A draft plan from the Australian Live Music Business Council has put ticketing trust, insurance pressure, superannuation clarity and grassroots venue support at the centre of its national agenda for 2026 to 2028.
The Australian Live Music Business Council has outlined a three-year strategy aimed at strengthening the business foundations of Australia’s live music sector, with a focus on workers, venues, promoters, agents, sole traders and small-to-medium operators.
The draft ALMBC Strategic & Operational Plan 2026–2028, prepared in May 2026, updates the organisation’s 2024 plan and sets out a national, independent and business-focused mandate.
Its priorities include federal ticketing trust protections, insurance reform, superannuation guidance, best-practice contracts, industry research and a new grassroots venue and artist development pilot.
Ticketing, insurance and superannuation named as key priorities
The organisation plans to advance national principles around ticket fund handling and continue advocacy for ticketing trust protections at a federal level.
It also identifies insurance as a major pressure point, with plans to roll out risk management tools, conduct venue pilots, publish case studies and progress a broker panel for the sector.
Superannuation is also named as a priority, with ALMBC planning to provide clearer guidance for sole traders, bands and agencies around their obligations.
The plan also proposes a best-practice resource library covering contracts, cancellations, force majeure, public liability, weather risk and vendor agreements.
Grassroots venues and artists in focus
A major part of the strategy is a proposed Grassroots Venue and Artist Development Fund.

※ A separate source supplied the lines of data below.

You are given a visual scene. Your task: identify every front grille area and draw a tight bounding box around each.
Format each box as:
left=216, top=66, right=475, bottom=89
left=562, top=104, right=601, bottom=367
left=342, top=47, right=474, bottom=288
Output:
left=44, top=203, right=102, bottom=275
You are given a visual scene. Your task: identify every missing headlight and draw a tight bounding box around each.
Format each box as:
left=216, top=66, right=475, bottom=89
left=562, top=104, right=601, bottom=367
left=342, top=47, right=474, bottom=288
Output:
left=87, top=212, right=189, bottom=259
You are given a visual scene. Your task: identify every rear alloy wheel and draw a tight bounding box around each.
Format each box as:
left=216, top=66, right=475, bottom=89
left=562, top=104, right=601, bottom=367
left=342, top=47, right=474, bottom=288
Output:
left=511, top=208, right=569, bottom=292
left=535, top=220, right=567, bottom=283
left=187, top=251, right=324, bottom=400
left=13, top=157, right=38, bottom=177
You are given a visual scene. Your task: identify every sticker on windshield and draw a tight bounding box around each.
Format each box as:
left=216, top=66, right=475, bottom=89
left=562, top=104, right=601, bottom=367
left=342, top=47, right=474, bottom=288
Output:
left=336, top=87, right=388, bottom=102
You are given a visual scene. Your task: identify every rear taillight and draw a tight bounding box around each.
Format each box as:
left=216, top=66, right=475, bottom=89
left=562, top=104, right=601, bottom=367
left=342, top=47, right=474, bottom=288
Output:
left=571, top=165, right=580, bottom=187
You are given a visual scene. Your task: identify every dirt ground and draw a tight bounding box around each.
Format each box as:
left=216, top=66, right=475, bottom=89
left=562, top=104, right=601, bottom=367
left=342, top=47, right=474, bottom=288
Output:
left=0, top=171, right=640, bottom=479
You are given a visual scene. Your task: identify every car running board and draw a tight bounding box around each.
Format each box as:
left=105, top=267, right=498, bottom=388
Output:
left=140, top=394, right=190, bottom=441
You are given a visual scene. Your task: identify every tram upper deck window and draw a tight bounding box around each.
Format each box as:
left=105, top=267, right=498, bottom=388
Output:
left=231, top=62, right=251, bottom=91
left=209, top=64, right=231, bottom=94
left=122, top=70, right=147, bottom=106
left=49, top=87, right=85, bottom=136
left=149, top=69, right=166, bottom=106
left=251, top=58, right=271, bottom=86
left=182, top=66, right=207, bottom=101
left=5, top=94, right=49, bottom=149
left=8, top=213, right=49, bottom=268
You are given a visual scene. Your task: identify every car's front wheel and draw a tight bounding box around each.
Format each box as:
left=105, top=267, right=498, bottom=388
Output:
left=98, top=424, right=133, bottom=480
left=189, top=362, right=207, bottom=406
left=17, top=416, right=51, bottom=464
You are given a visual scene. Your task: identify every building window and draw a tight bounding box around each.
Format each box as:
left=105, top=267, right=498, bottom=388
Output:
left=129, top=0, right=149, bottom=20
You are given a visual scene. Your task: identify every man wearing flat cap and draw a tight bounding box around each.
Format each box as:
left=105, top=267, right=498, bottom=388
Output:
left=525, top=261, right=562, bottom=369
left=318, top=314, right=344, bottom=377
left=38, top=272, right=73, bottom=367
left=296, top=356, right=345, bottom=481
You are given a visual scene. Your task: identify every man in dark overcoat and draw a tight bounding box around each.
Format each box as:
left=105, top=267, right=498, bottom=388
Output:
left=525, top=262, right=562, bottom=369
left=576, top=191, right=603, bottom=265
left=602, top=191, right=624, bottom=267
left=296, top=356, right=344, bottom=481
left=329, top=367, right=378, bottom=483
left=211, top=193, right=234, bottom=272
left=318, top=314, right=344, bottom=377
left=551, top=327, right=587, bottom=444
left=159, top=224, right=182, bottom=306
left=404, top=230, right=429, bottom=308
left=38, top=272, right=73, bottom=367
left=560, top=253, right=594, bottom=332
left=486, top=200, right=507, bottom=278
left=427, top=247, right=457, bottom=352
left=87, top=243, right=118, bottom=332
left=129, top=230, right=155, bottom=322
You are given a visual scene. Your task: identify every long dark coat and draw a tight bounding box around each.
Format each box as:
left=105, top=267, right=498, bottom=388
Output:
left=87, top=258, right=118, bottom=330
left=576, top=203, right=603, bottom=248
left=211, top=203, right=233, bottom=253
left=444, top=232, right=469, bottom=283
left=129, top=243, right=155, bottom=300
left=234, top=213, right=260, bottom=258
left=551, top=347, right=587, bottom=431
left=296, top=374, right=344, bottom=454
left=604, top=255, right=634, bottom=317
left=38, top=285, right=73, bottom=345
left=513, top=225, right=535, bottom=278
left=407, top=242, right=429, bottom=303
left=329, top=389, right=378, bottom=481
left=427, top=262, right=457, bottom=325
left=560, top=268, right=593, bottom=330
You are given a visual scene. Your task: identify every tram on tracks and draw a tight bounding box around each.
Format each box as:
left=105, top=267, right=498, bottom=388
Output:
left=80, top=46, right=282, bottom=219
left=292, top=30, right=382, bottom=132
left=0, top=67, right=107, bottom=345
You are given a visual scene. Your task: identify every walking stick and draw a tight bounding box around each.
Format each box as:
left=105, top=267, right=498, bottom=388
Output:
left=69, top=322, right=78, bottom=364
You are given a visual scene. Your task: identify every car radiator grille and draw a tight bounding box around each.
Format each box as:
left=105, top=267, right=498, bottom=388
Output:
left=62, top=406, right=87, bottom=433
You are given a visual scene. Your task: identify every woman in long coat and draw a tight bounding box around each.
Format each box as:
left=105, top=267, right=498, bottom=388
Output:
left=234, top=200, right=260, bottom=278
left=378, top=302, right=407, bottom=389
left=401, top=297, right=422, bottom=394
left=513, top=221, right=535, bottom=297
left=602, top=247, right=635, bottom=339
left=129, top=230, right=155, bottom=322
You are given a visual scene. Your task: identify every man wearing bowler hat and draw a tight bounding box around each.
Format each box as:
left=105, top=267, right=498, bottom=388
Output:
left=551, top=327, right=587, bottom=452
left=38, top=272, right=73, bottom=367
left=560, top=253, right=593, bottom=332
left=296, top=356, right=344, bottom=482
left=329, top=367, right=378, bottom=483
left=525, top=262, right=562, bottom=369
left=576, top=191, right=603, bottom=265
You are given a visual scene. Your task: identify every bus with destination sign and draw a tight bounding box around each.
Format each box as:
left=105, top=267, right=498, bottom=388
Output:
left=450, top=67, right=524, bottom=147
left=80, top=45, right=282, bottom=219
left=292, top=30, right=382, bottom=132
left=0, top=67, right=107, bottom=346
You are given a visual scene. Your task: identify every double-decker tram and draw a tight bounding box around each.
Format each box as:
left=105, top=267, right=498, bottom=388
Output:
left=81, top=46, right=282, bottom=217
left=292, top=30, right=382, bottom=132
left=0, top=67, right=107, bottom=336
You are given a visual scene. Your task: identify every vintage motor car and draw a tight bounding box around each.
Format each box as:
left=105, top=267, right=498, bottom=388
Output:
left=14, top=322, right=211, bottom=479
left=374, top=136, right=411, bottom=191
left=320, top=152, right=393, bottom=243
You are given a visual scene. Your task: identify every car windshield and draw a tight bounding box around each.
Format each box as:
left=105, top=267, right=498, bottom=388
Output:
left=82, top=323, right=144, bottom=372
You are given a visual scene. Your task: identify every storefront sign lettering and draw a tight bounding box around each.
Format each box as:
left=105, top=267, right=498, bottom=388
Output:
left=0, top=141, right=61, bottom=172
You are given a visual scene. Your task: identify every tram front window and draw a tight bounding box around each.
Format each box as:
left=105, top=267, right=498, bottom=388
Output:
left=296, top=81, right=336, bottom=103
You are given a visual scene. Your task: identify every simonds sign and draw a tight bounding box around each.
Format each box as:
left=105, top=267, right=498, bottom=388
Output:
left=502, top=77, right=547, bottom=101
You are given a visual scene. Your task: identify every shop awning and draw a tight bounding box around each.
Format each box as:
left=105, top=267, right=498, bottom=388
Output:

The pilot would use existing charitable infrastructure, with the operational plan setting a target of raising $100,000 and supporting 12 venues.
ALMBC also plans to lead a national discussion around the definition of a “grassroots venue”, while supporting all-ages circuits, regional touring and venue development in collaboration with other industry organisations.
For regions such as the Sunshine Coast, the issues named in the plan are not abstract. Small venues, independent promoters, local artists and touring operators are often working with tight margins, rising insurance costs, weather risk, ticketing pressure and limited all-ages pathways.
Research, forums and policy work
The plan also proposes a stronger research and reporting function for the live music business sector.
ALMBC plans to publish an annual Live Music Business Benchmark Report with a university partner, with a target of more than 500 survey respondents.
It also plans to release topical insight papers on issues such as ticketing, insurance, superannuation and workplace safety, timed around key industry moments.
Member engagement is another focus, with ALMBC aiming to deliver at least 12 events or forums, maintain regional forums in four or more locations, and support members to attend national and international industry events.
A national business voice for live music
The draft plan sets out enterprise targets for the 2026–27 financial year, including 30 per cent net membership growth, 10 insurance venue pilots, eight best-practice guides, a $100,000 grassroots fund pilot, and at least $100,000 in new cash or in-kind sponsorship.
While the plan is still marked as draft, it gives a clear indication of where ALMBC sees the pressure points for Australia’s live music economy: not only on stage, but in the contracts, cashflow, compliance, insurance and venue systems that sit behind every show, including the regional gigs and small rooms that keep scenes like the Sunshine Coast alive.